C.5 IT Security and Privacy Considerations:

  1. Baseline Security Requirements

Copy of document obtained by Motherboard


Cybersecurity researcher Zach Edwards said after reviewing the documents that the CDC “seems to have purposefully created an open-ended list of use cases, which included monitoring curfews, neighbor to neighbor visits, visits to churches, schools and pharmacies, and also a variety of analysis with this data specifically focused on ‘violence.’”

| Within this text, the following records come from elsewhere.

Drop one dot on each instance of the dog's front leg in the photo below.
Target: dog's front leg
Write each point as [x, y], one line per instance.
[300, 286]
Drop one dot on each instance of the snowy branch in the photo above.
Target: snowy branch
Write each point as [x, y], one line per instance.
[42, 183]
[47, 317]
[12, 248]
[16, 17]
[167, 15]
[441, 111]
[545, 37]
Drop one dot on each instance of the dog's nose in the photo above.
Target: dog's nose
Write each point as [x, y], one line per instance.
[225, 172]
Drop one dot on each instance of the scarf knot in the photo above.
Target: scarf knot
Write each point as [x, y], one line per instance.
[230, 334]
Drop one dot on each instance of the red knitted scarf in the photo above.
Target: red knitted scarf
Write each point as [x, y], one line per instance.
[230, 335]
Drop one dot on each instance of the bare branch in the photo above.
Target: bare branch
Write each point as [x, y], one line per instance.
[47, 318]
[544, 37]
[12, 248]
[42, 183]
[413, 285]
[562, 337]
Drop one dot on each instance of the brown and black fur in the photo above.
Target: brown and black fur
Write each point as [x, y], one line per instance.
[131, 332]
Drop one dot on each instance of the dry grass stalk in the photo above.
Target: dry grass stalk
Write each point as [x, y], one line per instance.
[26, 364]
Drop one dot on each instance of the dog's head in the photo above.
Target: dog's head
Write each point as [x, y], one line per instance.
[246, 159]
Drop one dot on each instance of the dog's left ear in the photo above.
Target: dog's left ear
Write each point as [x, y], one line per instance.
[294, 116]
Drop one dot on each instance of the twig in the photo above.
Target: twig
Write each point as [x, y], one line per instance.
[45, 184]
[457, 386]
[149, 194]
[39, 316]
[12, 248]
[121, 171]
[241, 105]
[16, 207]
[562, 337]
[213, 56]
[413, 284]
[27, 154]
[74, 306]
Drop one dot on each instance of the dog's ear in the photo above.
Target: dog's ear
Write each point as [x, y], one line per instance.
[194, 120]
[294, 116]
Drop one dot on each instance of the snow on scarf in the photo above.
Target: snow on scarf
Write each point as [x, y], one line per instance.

  • “The sort of data the CDC bought was aggregated—meaning it was designed to follow trends that emerge from the movements of groups of people—but researchers have repeatedly raised concerns with how location data can be deanonymized and used to track specific people,” Motherboard reported.
  • Some of the data use cases conducted by the CDC were not explicitly linked to COVID-19, one reading, “Research points of interest for physical activity and chronic disease prevention such as visits to parks, gyms, or weight management businesses.”